= Thomas Skevington =

English Cistercian monk

Thomas Skevington (also Skeffington, Pace or Patexe) (died 17 August 1533) was an English Cistercian monk, abbot of Waverley Abbey and Beaulieu Abbey, and bishop of Bangor from 1509.

==Life==
The son of John Pace of Leicestershire and his wife Margaret Cobley, daughter of William Cobley, he is said to have been born at Skeffington, the seat of the family of that name.

Pace entered the Cistercian Merivale Abbey in Warwickshire, and studied at the Cistercian St Bernard's College, Oxford. As was customary, he took a new name on entering the regular life, and selected what is supposed to have been his birthplace.

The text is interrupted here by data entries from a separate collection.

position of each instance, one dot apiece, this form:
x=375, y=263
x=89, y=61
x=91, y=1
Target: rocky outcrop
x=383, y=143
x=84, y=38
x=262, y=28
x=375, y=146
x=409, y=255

Skevington became abbot of Waverley in Surrey in 1477, and then Beaulieu in Hampshire in 1508, according to scholarly identifications of their "Abbot Thomas". On 17 June 1509 he was consecrated bishop of Bangor; he retained Beaulieu in commendam, for the rest of his life.

At Bangor, Skevington had William Glynne (died 1537) as vicar-general, and was active as a builder. He finished the episcopal palace and built the tower and the nave of Bangor Cathedral. His body was buried at Beaulieu, but his heart was taken to Bangor.